All Rights Reserved.
The sin of temptation, wrapped as a golden apple that will bestow illumination and fortune – the proverbial Aphrodite or Lakshmi as the Philosopher’s Stone or Fountain of Youth often causes us to lose all sensory control and list after it – the shadow of the world and the darker reflection of inner Spirit and Truth.
The more we lust after it as it presents itself to us in various forms, the more we are susceptible to vulnerability. Does it prey on all, we may ask? No, not all or everyone – only those which it seeks to destroy through its insidious offers of power and pretentious offers of false-salvation!
It is true in all world faiths that the more you steer towards wisdom and light, the more darkness shall follow and seek to impede your plan as the natural shadow due to cause and effect. Yet, the more one embraces delusion, darkness, lusts after worldly riches, fame, fortune etc., the more you’re left alone by the dark shadows!
For this reason, the yogis sought the inner path and their close-knit society of ashramites, away from the world and social structure – even renouncing dharma-defending (politics) at times. The Church Fathers and others sought solace in their monasteries away from the world as well.
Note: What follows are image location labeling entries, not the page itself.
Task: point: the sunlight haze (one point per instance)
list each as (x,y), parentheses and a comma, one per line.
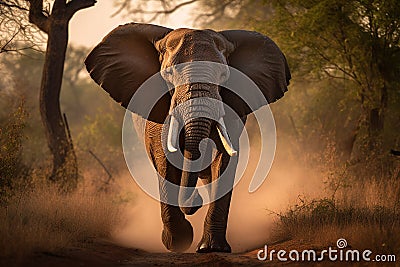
(90,25)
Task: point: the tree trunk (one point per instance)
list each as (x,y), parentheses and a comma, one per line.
(65,170)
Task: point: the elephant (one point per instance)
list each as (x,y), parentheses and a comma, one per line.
(132,53)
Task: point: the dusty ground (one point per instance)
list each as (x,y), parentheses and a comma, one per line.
(101,253)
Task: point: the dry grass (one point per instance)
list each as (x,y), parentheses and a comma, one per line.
(365,213)
(42,219)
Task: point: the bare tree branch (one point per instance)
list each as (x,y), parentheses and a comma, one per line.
(76,5)
(37,17)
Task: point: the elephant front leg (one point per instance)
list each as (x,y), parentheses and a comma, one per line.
(177,234)
(214,233)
To balance both the spiritual and the worldly; to defend Truth and Light at all costs is a difficult task. It is much easier to remain distanced, totally detached from the world by remaining physically aloof from society!
To remain steadfast and have faith in any system remains a tough one. There are always many temptations, distractions and most of all adversaries (satans) that can cause even a temporal or prolonged period of separation from our true inner nature, being or reality (our prarabdha-karma or our karmic destiny as shaped by our past-deeds and grace). We may ourselves also fall from the position of even satya (truth), shraddha (faith) and sthira (stability) at times. We may question and waiver.
Whatever our religion or path, we must adhere to our inner ideals of righteousness – not superimposing our views upon the world, but seeking to restore truth where the balance has been upset by falsehood and delusion. We must perform our spiritual disciplines, whether namaz, pooja, mantra or prayer and seek to constantly remember that such a thing as grace does exist!
There is the ancient maxim “Faith moves mountains”. We seek to think that we alone can know the mysteries of the cosmos without going within (which can mean different things for different faiths). We can get caught up in the semantics of debate and lose all focus of true reason and rationale that are our birth-given rights to hold on to and reclaim as humans. We should never forget this.
The ever-present forces of the asuras (negative forces) are not to be derided or forgotten. In fact, it is at times when we seek to challenge their very existence and foundation that they can affect us and cause us distress, directly or indirectly.
Jesus was said to be tempted by Satan, just as the Buddha was by Mara. The yogis of India were plagued by temptations of Indra and others who would allure them with riches and women. To err is human, but to think one is above temptation, is ignorance!
Seek in life and in spiritual practice, whatever your spiritual inclinations, to surround yourself with and keep company with people filled with discernment and empathy – do not surround yourself with the sociopath or confuse the sociopath for the asura holding the pot of gold at your door. Otherwise, you may be quite quickly short-changed!
Cultivate strength, cultivate vigilance and most of all, cultivate faith!